Анна Арсеньевна. Ах, папочка, Соню браните, «русская барышня», а сами-то не по-русски все ворчите, и на погоду, и на Париж, и вообще… Чудный город! Я совсем парижанкой сделалась. Кабы не Васю везти, — не выехала бы. Какие люди! Эта чудная Франсуаза — прямо мой ангел-хранитель. Ведь это она меня ввела в Теософское общество, я там душой отдыхаю.

Арсений Ильич. Астральные тела изучаешь? Что ж, всякому свое. И это один из видов прошлого…

Анна Арсеньевна. Какое прошлое? Это вечное, вечное!

Арсений Ильич. Ну, милая моя, меня от вечности такого сорта тошнит. Утешайся теософиями, я тебе не мешаю; для кого же они, как не для вас с Франсуазой.

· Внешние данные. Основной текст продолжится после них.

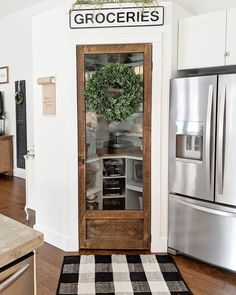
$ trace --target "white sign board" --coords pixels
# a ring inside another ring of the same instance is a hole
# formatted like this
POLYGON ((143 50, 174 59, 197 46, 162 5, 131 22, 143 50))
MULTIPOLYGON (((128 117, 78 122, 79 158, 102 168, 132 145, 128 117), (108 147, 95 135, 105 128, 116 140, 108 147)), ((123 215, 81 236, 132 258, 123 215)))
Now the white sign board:
POLYGON ((164 7, 120 7, 70 11, 70 28, 163 26, 164 7))

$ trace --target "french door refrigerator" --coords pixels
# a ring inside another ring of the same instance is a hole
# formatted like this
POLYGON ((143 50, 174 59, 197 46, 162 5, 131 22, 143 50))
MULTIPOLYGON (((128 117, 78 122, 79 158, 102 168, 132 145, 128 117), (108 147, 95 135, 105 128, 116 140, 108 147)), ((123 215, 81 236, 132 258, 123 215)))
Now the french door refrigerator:
POLYGON ((236 271, 236 74, 171 81, 168 247, 236 271))

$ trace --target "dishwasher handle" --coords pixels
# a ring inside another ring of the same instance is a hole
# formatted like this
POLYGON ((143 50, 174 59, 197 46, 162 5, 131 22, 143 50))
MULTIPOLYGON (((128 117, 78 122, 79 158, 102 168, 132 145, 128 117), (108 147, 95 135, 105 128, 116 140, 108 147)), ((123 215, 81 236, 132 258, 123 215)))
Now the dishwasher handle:
POLYGON ((17 281, 30 267, 30 264, 24 265, 18 271, 16 271, 13 275, 7 278, 4 282, 0 284, 0 294, 9 288, 15 281, 17 281))

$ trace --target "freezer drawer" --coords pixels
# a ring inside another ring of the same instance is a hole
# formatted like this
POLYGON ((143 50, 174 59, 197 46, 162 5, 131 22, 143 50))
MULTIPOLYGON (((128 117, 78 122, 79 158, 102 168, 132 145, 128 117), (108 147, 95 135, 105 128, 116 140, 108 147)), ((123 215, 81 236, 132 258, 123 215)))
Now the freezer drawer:
POLYGON ((168 247, 236 271, 236 209, 169 195, 168 247))
POLYGON ((0 269, 1 295, 34 294, 34 255, 33 253, 0 269))

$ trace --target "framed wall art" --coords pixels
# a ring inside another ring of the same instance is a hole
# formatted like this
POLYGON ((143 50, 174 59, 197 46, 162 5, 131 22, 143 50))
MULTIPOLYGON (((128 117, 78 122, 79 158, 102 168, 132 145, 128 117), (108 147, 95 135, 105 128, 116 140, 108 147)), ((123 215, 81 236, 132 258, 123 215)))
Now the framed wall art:
POLYGON ((0 84, 9 83, 8 67, 0 67, 0 84))

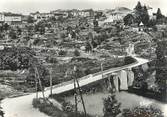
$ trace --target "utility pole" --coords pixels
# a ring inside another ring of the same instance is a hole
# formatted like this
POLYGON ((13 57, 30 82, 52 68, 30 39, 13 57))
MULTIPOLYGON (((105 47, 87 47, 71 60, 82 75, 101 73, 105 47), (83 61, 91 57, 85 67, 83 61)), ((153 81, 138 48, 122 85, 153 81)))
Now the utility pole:
POLYGON ((52 67, 50 68, 50 95, 52 97, 52 67))
POLYGON ((40 88, 41 88, 41 90, 42 90, 43 98, 45 99, 44 89, 43 89, 43 86, 42 86, 41 79, 40 79, 40 77, 39 77, 39 72, 38 72, 37 67, 35 67, 35 72, 36 72, 36 75, 37 75, 37 80, 39 81, 40 88))
POLYGON ((103 62, 101 62, 100 68, 101 68, 101 73, 102 73, 102 78, 103 78, 103 62))
POLYGON ((104 62, 105 62, 105 59, 102 59, 101 60, 101 64, 100 64, 100 68, 101 68, 101 73, 102 73, 102 78, 103 78, 103 64, 104 64, 104 62))
POLYGON ((78 117, 78 103, 81 103, 84 109, 84 114, 85 117, 87 116, 86 114, 86 108, 85 108, 85 103, 83 100, 83 96, 82 96, 82 90, 80 88, 78 79, 77 79, 77 68, 76 66, 74 66, 74 72, 73 72, 73 78, 74 78, 74 98, 75 98, 75 117, 78 117), (78 97, 80 97, 81 100, 78 100, 78 97))
POLYGON ((36 98, 38 98, 38 79, 36 78, 36 74, 35 74, 35 89, 36 89, 36 98))

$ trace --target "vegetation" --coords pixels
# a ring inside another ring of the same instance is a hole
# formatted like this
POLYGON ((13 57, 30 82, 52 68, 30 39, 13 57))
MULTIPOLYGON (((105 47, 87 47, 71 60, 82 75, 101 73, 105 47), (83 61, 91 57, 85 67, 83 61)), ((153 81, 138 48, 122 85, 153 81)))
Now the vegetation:
POLYGON ((16 34, 16 32, 13 29, 10 30, 9 37, 11 39, 16 39, 17 38, 17 34, 16 34))
POLYGON ((166 43, 160 41, 157 43, 156 48, 156 83, 159 86, 160 92, 163 94, 163 98, 166 100, 167 92, 167 61, 165 58, 166 43))
POLYGON ((29 48, 22 47, 5 47, 0 50, 0 69, 1 70, 17 70, 27 69, 30 64, 30 58, 35 53, 29 48))
POLYGON ((60 56, 65 56, 67 52, 65 50, 60 50, 58 53, 60 56))
POLYGON ((164 117, 162 111, 153 106, 137 106, 131 109, 120 110, 120 103, 115 96, 104 99, 104 117, 164 117))
POLYGON ((80 52, 78 50, 74 51, 74 56, 80 56, 80 52))
POLYGON ((140 23, 143 22, 144 25, 148 24, 149 21, 149 15, 148 15, 148 11, 147 11, 147 7, 146 6, 141 6, 141 3, 138 2, 136 7, 135 7, 135 14, 136 14, 136 19, 135 22, 136 23, 140 23))
MULTIPOLYGON (((132 61, 128 61, 129 64, 130 62, 132 61)), ((135 60, 133 62, 135 62, 135 60)), ((127 64, 123 58, 119 58, 117 60, 109 59, 103 62, 103 70, 107 70, 113 67, 120 67, 126 65, 125 63, 127 64)), ((101 71, 101 62, 98 60, 91 60, 88 58, 73 58, 69 63, 56 64, 53 66, 53 71, 55 71, 52 74, 53 84, 71 80, 71 72, 74 66, 77 66, 79 69, 78 78, 101 71)), ((49 83, 49 79, 47 78, 46 81, 49 83)), ((47 83, 45 82, 45 84, 47 83)))
POLYGON ((45 99, 33 99, 32 102, 34 108, 39 109, 39 111, 44 112, 45 114, 51 117, 67 117, 65 113, 55 107, 51 102, 45 99))
MULTIPOLYGON (((32 102, 34 108, 38 108, 39 111, 44 112, 45 114, 51 116, 51 117, 75 117, 75 112, 67 112, 58 109, 56 106, 54 106, 51 102, 48 100, 44 100, 43 98, 39 99, 33 99, 32 102)), ((85 117, 84 113, 78 112, 77 117, 85 117)), ((87 115, 87 117, 92 117, 90 115, 87 115)))
POLYGON ((139 25, 142 22, 145 26, 152 27, 156 24, 166 23, 165 16, 162 15, 160 8, 158 8, 154 16, 156 16, 156 19, 150 19, 147 7, 145 5, 142 6, 141 3, 138 2, 134 14, 128 14, 124 17, 124 24, 131 25, 137 23, 139 25))
POLYGON ((27 22, 28 22, 28 23, 34 23, 34 19, 33 19, 33 17, 28 16, 28 18, 27 18, 27 22))
POLYGON ((121 113, 121 103, 118 103, 115 99, 115 95, 111 95, 104 99, 104 117, 117 117, 121 113))
POLYGON ((164 117, 161 110, 149 107, 134 107, 133 109, 124 109, 122 112, 123 117, 164 117))
POLYGON ((136 60, 134 58, 132 58, 131 56, 127 56, 127 57, 125 57, 124 62, 125 62, 124 63, 125 65, 128 65, 128 64, 132 64, 132 63, 136 62, 136 60))
POLYGON ((157 24, 162 24, 162 23, 164 23, 164 22, 165 22, 165 16, 162 15, 161 9, 158 8, 157 14, 156 14, 156 23, 157 23, 157 24))

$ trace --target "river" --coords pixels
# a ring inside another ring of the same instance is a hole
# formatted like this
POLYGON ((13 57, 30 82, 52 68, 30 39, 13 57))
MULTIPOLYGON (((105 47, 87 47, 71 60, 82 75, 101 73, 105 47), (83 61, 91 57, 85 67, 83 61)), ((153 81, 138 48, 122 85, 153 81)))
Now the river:
MULTIPOLYGON (((103 115, 103 99, 109 95, 110 94, 108 92, 98 92, 89 95, 83 94, 87 113, 101 117, 103 115)), ((153 107, 161 109, 165 117, 167 117, 167 104, 123 91, 115 93, 115 95, 118 102, 121 103, 121 110, 139 105, 153 105, 153 107)), ((65 100, 70 101, 72 104, 75 102, 74 96, 66 97, 65 100)), ((81 104, 78 105, 78 110, 83 111, 81 104)))

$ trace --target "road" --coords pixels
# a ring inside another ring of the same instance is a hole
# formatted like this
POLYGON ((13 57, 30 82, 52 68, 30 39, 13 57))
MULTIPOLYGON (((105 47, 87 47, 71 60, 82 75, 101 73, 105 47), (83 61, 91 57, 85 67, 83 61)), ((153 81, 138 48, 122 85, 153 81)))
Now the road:
MULTIPOLYGON (((124 67, 118 67, 118 68, 112 68, 110 70, 106 70, 103 72, 103 74, 108 74, 116 71, 120 71, 122 69, 126 68, 131 68, 131 67, 136 67, 139 65, 142 65, 144 63, 147 63, 148 60, 142 59, 142 58, 137 58, 135 57, 138 62, 127 65, 124 67)), ((96 73, 94 75, 89 75, 86 77, 83 77, 79 79, 80 86, 87 85, 89 83, 98 81, 102 79, 102 73, 96 73)), ((66 83, 62 83, 59 85, 54 86, 53 88, 53 93, 54 94, 59 94, 61 92, 65 92, 68 90, 73 89, 73 82, 69 81, 66 83)), ((50 95, 50 90, 46 89, 45 90, 45 96, 48 97, 50 95)), ((37 109, 34 109, 32 106, 32 100, 35 98, 36 94, 31 93, 29 95, 21 96, 21 97, 16 97, 16 98, 6 98, 2 100, 1 106, 3 108, 3 111, 5 113, 4 117, 48 117, 46 114, 39 112, 37 109)), ((39 94, 39 97, 42 97, 42 94, 39 94)), ((165 107, 165 111, 167 112, 167 105, 165 107)))

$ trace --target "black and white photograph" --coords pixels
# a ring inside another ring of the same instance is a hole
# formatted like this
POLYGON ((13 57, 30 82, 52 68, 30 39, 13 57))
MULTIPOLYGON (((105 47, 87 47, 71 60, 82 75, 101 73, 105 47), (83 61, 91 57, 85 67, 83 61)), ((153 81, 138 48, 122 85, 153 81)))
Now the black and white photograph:
POLYGON ((167 117, 166 0, 0 0, 0 117, 167 117))

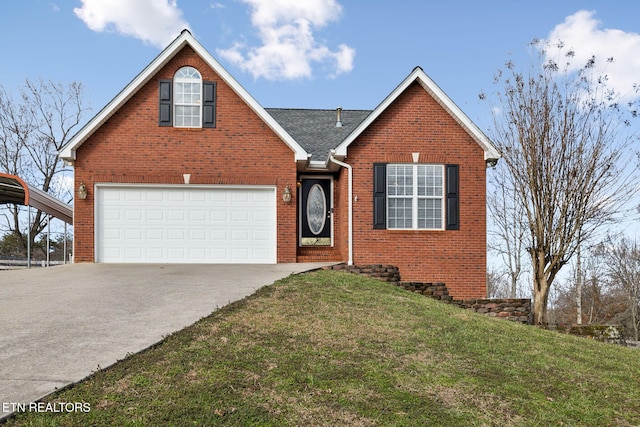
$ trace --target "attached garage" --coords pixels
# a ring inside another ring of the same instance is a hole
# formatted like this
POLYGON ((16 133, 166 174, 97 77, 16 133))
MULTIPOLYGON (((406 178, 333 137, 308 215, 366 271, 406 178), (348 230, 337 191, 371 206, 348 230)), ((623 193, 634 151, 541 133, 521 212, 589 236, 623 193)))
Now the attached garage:
POLYGON ((96 185, 96 261, 276 263, 270 186, 96 185))

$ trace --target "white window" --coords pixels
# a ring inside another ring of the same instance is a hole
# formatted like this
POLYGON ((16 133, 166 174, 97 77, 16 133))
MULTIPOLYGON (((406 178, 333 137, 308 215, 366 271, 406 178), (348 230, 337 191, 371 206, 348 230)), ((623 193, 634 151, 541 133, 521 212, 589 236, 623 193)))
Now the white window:
POLYGON ((443 165, 387 165, 387 228, 442 230, 443 206, 443 165))
POLYGON ((193 67, 180 68, 173 78, 173 124, 202 127, 202 76, 193 67))

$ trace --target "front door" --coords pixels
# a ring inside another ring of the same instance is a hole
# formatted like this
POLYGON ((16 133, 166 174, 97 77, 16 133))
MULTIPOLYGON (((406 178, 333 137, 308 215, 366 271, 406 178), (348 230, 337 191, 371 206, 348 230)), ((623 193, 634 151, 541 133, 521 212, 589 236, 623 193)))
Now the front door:
POLYGON ((300 245, 331 246, 333 206, 331 178, 303 178, 300 199, 300 245))

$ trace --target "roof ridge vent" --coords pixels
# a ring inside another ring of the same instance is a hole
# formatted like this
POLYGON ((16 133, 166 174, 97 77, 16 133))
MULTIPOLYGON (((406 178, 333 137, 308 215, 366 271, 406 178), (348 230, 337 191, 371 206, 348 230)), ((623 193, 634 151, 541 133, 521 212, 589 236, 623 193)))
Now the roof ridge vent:
POLYGON ((342 127, 342 107, 336 108, 336 127, 342 127))

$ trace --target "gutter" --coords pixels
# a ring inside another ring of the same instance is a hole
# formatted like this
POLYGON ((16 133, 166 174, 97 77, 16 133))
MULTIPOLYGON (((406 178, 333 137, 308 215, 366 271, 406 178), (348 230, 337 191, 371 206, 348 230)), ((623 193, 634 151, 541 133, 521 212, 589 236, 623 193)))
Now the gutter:
POLYGON ((349 177, 349 261, 347 264, 353 265, 353 170, 351 169, 351 165, 341 162, 333 157, 335 153, 335 150, 331 150, 329 153, 329 161, 346 168, 349 177))

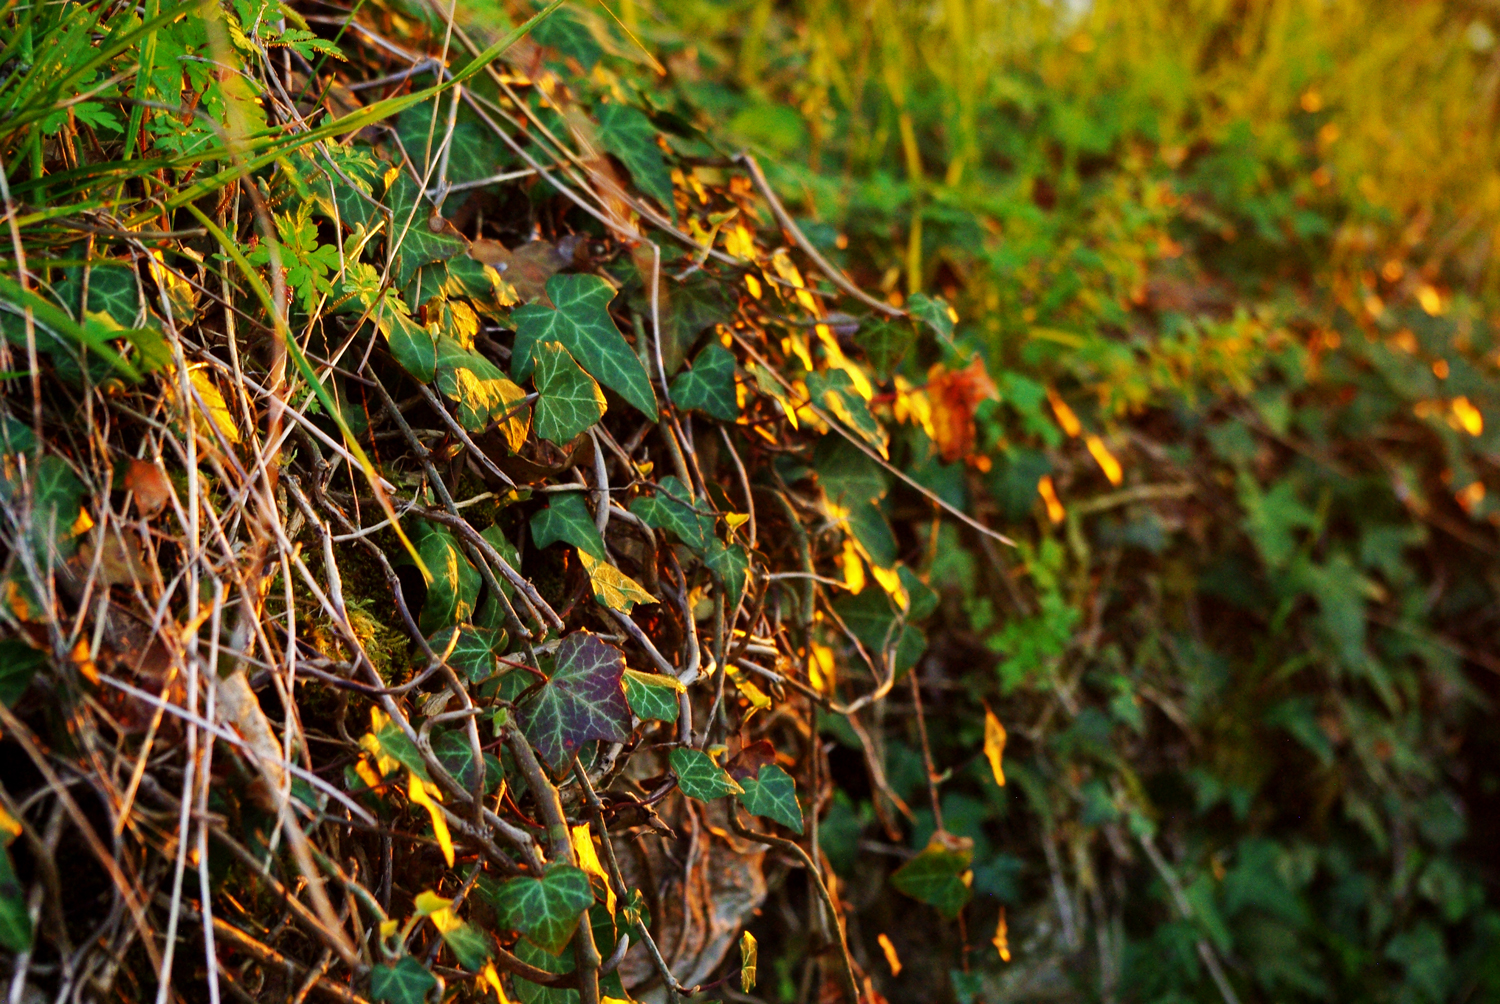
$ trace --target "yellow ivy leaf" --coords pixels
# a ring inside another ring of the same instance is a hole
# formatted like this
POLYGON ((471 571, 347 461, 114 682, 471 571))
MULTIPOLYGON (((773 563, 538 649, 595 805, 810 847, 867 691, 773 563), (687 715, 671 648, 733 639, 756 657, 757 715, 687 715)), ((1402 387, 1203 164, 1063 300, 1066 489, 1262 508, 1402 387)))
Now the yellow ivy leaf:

Входят Наталья Павловна и Вася.

Анна Арсеньевна. А вот, папа, Франсуаза меня все про Соню спрашивает, мне даже неловко. Я уже говорю, что, собственно, брак задержан пустяками всякими, а как можно будет — они тотчас же обвенчаются.

Наталья Павловна. Ты бы вышел, Арсений. Целыми днями сидишь у камина.

Арсений Ильич. Ну, на что я выйду? Куда пойду? Грязь, толпа, скука… А тебе, Анюта, и чудной твоей Франсуазе я искренне удивляюсь. Кажется, пора бы французам привыкнуть к гражданскому браку. А выходит, что мы, так сказать, терпимее их. Да. (Помолчав). Ну и обвенчаются, конечно, в свое время. Пустяки какие.

Наталья Павловна. А Иосиф Иосифович где?

Арсений Ильич. К себе пошел, должно быть.

Вася. Дедушка! Соню что, в синагоге венчать будут?

Арсений Ильич. Дурак!

Вася. Нисколько не дурак, а просто спрашиваю, ведь он жид.

Арсений Ильич. Вася, поедешь в корпус, там и безобразничай, а у меня в доме прошу вздору не молоть.

Анна Арсеньевна. Папочка, уж я от него отступилась. Кажется, всем для них пожертвовала, за границу увезла — нет. Добился-таки этот воин своего. Я от полковника Генца письмо получила, обещает устроить его у себя, а к весне в 5-й класс приготовить.

Арсений Ильич. Премудрость там, подумаешь, в корпусе-то; в два месяца все вызубрить можно.

Анна Арсеньевна. Отвезу его, пускай, пускай. Как уж он там хочет. Силы последние иссякли. Если бы не Франсуаза, которая поддерживает мой дух, — я бы давно, давно…

Вася. Ты опять не сдерживаешься? Ведь уж кончено, и сама же говоришь, что отступилась, чего же еще?

Анна Арсеньевна. Вот слышите, как он с матерью говорит? Нет, Шура мой, какой там ни есть, Шура никогда бы…

Вася. Шура? А Шура ваш… Шура вполне достоин… по заслугам будет… Если его когда-нибудь к столбу привяжут…

Наталья Павловна. Вася! Господи! Господи! Так говорить… О мальчике… о брате…

Вася. Надоело уж. Тут мать, тут брат, тут дядя, — слова не скажи. Вот дядя Боря. Что ж, оттого, что он мне дядя, я молчать обязан? Нисколько! был на войне, служил в хорошем полку — и вдруг в отставку. Что это, глупость? Или ренегатство?

15

Плеханов Георгий Валентинович (1856–1918) — видный деятель социал-демократического движения, философ, публицист.